Chapter word counts

I apologise if this has been answered elsewhere - I did a search.

I have a document divided into chapters. Each chapter in turn is subdivided into sections. The sections are indented under their respective chapters. Some sections have subsections, also indented under their sections.

As I write my document, I want to know the word count for the chapter so I can balance the document, as well as the total word count. So I need to word count target for the chapter to aggregate the word count of all the subordinate sections and subsections in that chapter.

How do I do that? How do people keep track of word counts with the project, in general?

Thank you for all replies.

OK I get it - I need to “expand” the chapter in “Edit Scrivenings” for the word count to reflect the subfolders. I can understand the logic and why you need to do that if you want to be able to count the words on each page. Sorry for not experimenting more before posting. The manual is a little light on this, isn’t it?
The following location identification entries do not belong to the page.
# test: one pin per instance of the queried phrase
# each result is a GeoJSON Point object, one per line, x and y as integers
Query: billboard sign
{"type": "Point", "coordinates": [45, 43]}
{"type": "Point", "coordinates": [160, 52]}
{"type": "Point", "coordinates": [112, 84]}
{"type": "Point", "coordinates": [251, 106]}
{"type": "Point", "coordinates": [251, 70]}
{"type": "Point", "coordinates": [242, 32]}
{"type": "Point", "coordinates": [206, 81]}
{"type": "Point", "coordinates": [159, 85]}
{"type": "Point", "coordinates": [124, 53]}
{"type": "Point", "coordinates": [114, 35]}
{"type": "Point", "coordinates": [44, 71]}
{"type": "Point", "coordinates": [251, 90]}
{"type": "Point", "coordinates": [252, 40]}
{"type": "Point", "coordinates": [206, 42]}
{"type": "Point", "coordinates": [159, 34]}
There’s a video tutorial on getting project/other statistics here:

http://www.literatureandlatte.com/videos/Statistics.mov

Hi,

You can also get the total for each chapter by revealing the “Total Words” column in the outliner. Whereas the “Words” column shows the word count for the document only, the “Total Words” column shows the word count for the document and all its descendants. And yes, the manual probably is a little light on this, sorry. Some of this has evolved over the past year or two, and I haven’t had chance to update the manual with every single change and improvement. We’re rewriting the manual for 2.0, so that will cover these things in more detail, I hope, but in the meantime we are trying to cover things more generally in the tutorial videos such as the one monkquixote points out.

All the best,
Keith

I’ve been clicking on the first ‘scene’ directly under the chapter folder, then shift-clicking the last one, and hitting cmd-option-shift+e. It reads out the protject stats for me, and then just that chapter’s worth.